The common snipe nourishes of earthworms, of small snails, of mollusks, of crustaceans, of small coleopterans and also of seeds sprouted in the water and of aquatic plants.
The research is done by introducing the very long beak into the mud, testing the bottom and finding the preys with the tip that is mobile and equipped with a very sensitive part.
The reproductive season is announced by the continuous bleat emitted by the birds in flight to conquer the female and the nidification territory. Being a very discernible and distinct sound and considered the high number of presences of this bird in the northern continent areas, is conceivable the turmoil that pervades those places in this period.
When then it lands, it does not stop in emitting sounds and goes on in croaking staying on a boulder or on a low wall or on a rise in the ground or even on the roof of low dwellings when available.
It is therefore a bird that strongly announces its presence and it is consequently impossible not to see it.
The nest of the common snipe is a simple depression in the soil and the eggs are laid directly on it without addition of material.
It is a nest well hidden by the tufts of grass over it and that creates a niche well covered and hardly visible when passing close to it.

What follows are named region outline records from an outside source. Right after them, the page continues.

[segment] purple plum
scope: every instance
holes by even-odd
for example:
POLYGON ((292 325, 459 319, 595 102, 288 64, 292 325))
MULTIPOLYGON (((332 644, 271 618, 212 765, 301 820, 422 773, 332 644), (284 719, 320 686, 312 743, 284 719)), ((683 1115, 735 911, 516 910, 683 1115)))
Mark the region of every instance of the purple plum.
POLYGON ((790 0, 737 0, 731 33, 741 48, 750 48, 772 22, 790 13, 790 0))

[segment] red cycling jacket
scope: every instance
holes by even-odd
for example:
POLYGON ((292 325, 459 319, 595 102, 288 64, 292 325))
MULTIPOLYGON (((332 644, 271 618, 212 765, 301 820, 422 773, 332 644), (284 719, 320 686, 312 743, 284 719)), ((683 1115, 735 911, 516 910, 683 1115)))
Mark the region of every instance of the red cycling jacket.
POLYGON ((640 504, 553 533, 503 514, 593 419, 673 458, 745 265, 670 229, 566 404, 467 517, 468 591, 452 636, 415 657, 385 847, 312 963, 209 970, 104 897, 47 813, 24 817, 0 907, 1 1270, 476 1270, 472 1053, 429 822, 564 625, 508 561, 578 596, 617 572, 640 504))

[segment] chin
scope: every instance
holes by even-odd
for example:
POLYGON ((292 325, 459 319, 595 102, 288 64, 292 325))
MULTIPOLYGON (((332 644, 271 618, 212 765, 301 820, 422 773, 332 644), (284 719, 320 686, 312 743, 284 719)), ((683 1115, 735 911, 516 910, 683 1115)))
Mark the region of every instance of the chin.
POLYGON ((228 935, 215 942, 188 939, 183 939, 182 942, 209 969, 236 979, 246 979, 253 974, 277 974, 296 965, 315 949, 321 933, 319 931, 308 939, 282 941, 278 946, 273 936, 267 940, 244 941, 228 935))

Often it is placed at the foot of low shrubs and dwarf willows, creating a double cover that renders it absolutely invisible.
The ground chosen is boggy or very close to the water, but the nest is placed on a slight rise of the soil to avoid possible and fatal floodings. It lays four greenish eggs, of a very oval shape, marked strongly by darker and irregular spots that accentuate in the ample part of the egg. The brooding done only by the female lasts 21 days and the chicks come to life covered by a thick mimetic down similar to that of the adults, that renders them practically invisible with the surrounding environment.They do not keep long time in the nest and after a short time from the birth they disperse all around but are followed by the adults that share out the duty caring each one a part of the hatching for about fifteen days more until when they are able to fly. The maturity is reached by the first year. The total population of the common snipes is considerable and does not show particular anomalies such to render it a species subject to particular risks. It is estimated that the only Europe has about 1.000.000 nidifying couples.
Capella gallinago Linnaeus, 1758; Scolopax gallinago Linnaeus, 1758.